Tomb Raider: Underworld

Lara, 8. oyununa adım atıyor. Aradan 10 yılın üstünde bir zaman geçmesine
rağmen hala, her oyunda biraz daha güzelleşiyor. Serinin geçmişini bilmeyen pek
az oyuncu vardır, ama ufak şekilde özetleyecek olursak, adeta son 3 yılda seri
küllerinden yeniden doğuyor diyebiliriz. Bu yeniden doğuşun son oyunla da devam
ettiğini yazının ilerleyen bölümlerinde tamamen anlayacaksınız.
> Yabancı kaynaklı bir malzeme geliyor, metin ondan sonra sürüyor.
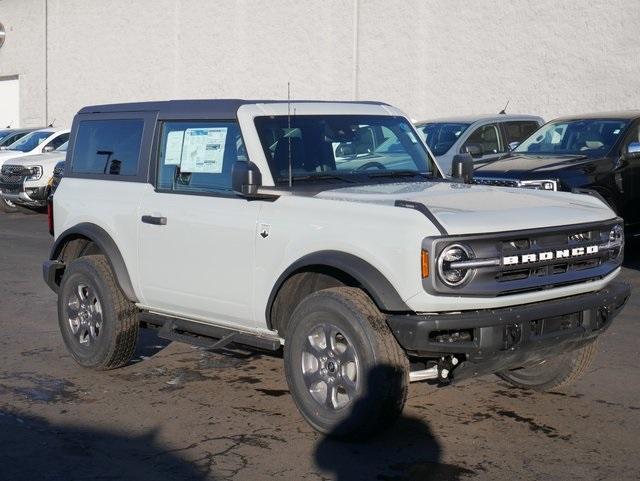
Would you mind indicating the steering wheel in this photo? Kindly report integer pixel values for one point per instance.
(372, 165)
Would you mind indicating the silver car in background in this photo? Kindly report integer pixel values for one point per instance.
(485, 137)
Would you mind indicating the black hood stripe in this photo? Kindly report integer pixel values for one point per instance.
(424, 210)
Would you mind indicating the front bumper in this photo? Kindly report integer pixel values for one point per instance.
(493, 340)
(19, 194)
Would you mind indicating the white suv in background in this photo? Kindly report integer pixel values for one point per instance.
(485, 137)
(36, 142)
(26, 181)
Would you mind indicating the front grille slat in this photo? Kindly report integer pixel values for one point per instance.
(516, 275)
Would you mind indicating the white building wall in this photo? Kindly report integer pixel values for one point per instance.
(429, 57)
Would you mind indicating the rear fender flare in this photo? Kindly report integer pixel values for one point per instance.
(107, 246)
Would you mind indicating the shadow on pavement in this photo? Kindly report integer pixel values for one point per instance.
(408, 451)
(31, 449)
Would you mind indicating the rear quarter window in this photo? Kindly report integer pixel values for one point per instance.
(109, 147)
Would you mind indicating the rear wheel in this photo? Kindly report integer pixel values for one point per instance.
(554, 373)
(347, 374)
(98, 323)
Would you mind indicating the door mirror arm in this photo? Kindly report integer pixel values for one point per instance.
(462, 168)
(632, 151)
(246, 181)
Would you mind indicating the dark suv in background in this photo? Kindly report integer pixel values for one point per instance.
(596, 153)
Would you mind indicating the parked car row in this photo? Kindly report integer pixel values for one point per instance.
(597, 154)
(27, 165)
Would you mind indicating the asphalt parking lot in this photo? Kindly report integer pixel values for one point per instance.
(178, 412)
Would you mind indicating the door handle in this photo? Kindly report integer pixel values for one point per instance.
(151, 219)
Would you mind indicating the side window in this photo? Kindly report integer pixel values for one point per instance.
(58, 141)
(110, 147)
(486, 137)
(517, 131)
(198, 156)
(634, 135)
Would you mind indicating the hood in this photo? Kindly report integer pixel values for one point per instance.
(525, 164)
(38, 159)
(473, 209)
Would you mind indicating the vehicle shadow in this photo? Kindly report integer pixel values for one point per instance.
(149, 344)
(32, 448)
(407, 451)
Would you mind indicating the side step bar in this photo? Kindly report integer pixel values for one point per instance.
(204, 335)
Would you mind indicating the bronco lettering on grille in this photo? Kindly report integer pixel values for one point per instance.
(549, 255)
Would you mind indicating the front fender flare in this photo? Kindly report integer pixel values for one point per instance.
(373, 282)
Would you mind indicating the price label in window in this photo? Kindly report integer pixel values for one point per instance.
(203, 150)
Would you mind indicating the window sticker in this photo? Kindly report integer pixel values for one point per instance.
(203, 150)
(173, 149)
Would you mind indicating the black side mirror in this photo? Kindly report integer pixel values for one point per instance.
(475, 150)
(633, 151)
(246, 178)
(462, 168)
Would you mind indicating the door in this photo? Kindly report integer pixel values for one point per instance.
(484, 143)
(10, 102)
(196, 238)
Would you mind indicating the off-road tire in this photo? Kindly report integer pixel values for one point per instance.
(116, 341)
(382, 378)
(553, 374)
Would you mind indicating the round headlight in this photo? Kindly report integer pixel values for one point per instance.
(616, 234)
(451, 273)
(616, 240)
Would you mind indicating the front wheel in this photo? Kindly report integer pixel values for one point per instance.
(554, 373)
(347, 374)
(7, 206)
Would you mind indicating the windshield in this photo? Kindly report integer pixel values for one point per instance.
(340, 145)
(593, 137)
(30, 141)
(440, 136)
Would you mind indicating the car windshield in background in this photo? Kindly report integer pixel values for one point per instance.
(592, 137)
(440, 136)
(322, 146)
(29, 141)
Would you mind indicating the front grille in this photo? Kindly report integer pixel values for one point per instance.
(531, 260)
(12, 174)
(497, 182)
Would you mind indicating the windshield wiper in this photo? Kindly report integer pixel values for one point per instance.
(399, 173)
(321, 177)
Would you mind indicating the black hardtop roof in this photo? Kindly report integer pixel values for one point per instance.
(218, 108)
(620, 114)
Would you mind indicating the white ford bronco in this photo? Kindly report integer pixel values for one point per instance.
(324, 229)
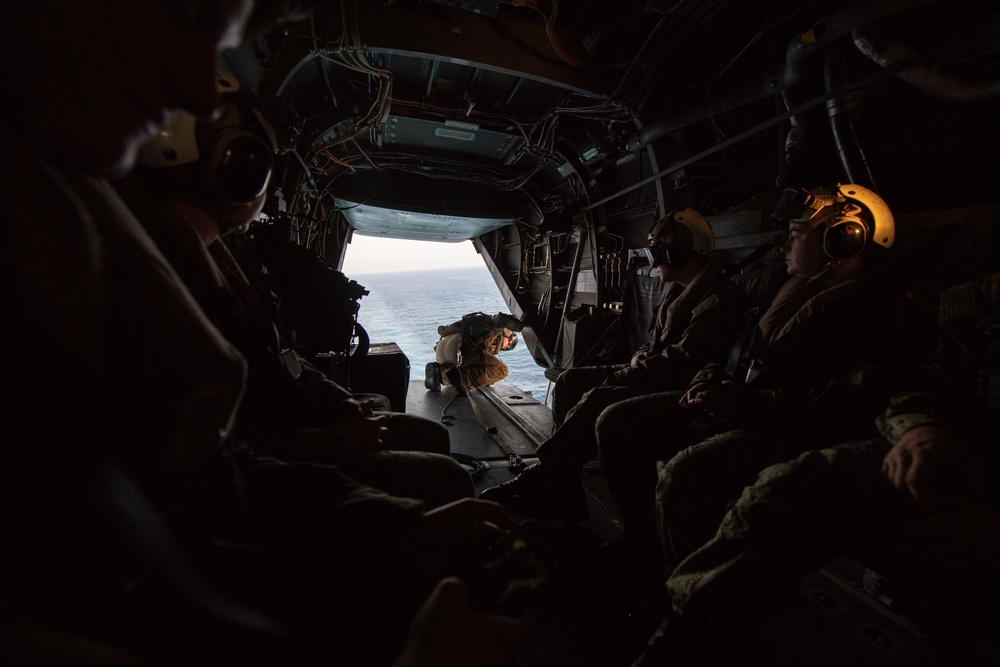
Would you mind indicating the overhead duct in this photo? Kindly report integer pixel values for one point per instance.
(885, 52)
(837, 24)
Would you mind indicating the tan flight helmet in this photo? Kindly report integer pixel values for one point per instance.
(690, 233)
(236, 159)
(850, 219)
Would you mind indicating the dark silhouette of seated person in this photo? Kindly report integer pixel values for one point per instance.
(123, 391)
(467, 352)
(828, 349)
(918, 503)
(694, 325)
(200, 181)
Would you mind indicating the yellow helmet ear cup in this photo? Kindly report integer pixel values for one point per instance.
(844, 237)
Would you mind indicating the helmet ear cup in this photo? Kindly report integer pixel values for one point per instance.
(239, 166)
(844, 237)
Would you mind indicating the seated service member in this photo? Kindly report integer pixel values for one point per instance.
(675, 350)
(829, 336)
(116, 363)
(200, 180)
(918, 503)
(694, 325)
(467, 351)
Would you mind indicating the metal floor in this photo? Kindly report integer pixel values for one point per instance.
(492, 423)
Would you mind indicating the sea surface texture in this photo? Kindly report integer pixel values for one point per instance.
(406, 308)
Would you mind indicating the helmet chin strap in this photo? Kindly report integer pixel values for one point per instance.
(831, 266)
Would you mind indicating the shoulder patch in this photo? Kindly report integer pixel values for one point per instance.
(705, 304)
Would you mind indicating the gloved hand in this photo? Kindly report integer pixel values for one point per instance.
(506, 321)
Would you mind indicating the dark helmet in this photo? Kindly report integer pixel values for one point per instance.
(679, 235)
(511, 340)
(850, 219)
(236, 158)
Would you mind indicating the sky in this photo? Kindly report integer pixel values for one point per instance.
(370, 254)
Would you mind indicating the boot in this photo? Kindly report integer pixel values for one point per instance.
(432, 376)
(455, 379)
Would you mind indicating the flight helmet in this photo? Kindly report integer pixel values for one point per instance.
(235, 154)
(511, 338)
(850, 219)
(678, 236)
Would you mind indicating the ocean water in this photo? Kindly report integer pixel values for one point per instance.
(406, 308)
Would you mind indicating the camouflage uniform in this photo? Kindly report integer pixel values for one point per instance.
(691, 325)
(472, 344)
(821, 381)
(298, 418)
(800, 513)
(694, 325)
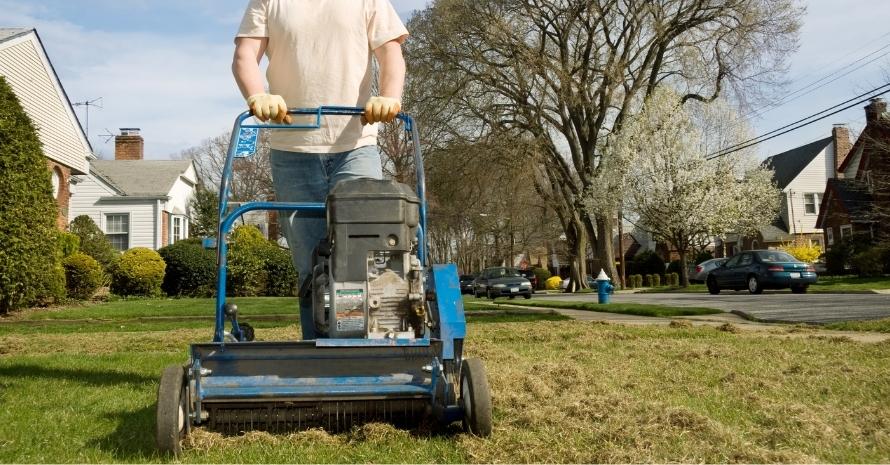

Tomb Raider: Legend ile dirilişin başlayacağı aslında beklenen bir durumdu,
çünkü oyunun yapım ekibi değişmiş ve yeni yapım ekibi olan “Crystal Dynamics”
verdikleri her demeçte Tomb Raider’ın özüne döneceğini ve bunu günümüz
teknolojisi ile harmanlamak istediklerini vurgulamışlardı. Nitekim yapım çıktı
ve aldığı yüksek notlar güzel oynanabilirliği ile hem fanatiklerini hem de oyun
severleri genel anlamda çok mutlu etti. Her başarılı oyun gibi devamının yolda
olduğu haberi de yinelendi. Tomb Raider: Underworld gelmeden önce 10. yıl adına
ilk Tomb Raider’ın yenilenmiş “Remake” adı verilen versiyonu piyasaya çıktı ve
yeni nesil teknoloji ile harmanlanmış hali gerçekten büyük ilgi gördü.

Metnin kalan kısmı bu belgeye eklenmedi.